To do that you need to provide either the url or host and port of the running VectorStoreServer. In the code example below, you will connect to the VectorStoreServer defined in the previous Section, so make sure it's running before making queries.

from langchain_community.vectorstores import PathwayVectorClient

client = PathwayVectorClient(host=pathway_host, port=pathway_port)

query = "What are the terms and conditions?"
docs = client.similarity_search(query)
print(docs)

As you can see, the LLM respond clearly to the question asked. Add new data to the folder Pathway is listening to, then ask our agent again to see how it responds to the newly indexed file.

RAG pipeline in LangChain

The next step is to write a chain in LangChain. The next example implements a simple RAG, that given a question, retrieves documents from Pathway Vector Store.
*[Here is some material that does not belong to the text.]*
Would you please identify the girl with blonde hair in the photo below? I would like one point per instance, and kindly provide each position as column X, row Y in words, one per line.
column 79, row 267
These are then used as a context for the given question in a prompt sent to the OpenAI chat.

from langchain_core.output_parsers import StrOutputParser
from langchain_core.prompts import ChatPromptTemplate
from langchain_core.runnables import RunnablePassthrough
from langchain_openai import ChatOpenAI

retriever = client.as_retriever()

template = """
You are smart assistant that helps users with their documents on Google Drive and Sharepoint.
Given a context, respond to the user question.
CONTEXT:
{context}
QUESTION: {question}
YOUR ANSWER:"""

prompt = ChatPromptTemplate.from_template(template)
llm = ChatOpenAI()
chain = (
    {"context": retriever, "question": RunnablePassthrough()}
    | prompt
    | llm
    | StrOutputParser()
)

Now you have a RAG chain written in LangChain that uses Pathway as its Vector Store. Test it by asking some question.

chain.invoke("What are the two parties in the contract?")

Vector Store statistics

Just like VectorStoreClient from the Pathway LLM xpack, PathwayVectorClient gives you two methods for getting information about indexed documents.

The first one is get_vectorstore_statistics and gives essential statistics on the state of the vector store, like the number of indexed files and the timestamp of the last updated one. The second one is get_input_files, which gets the list of indexed files along with the associated metadata.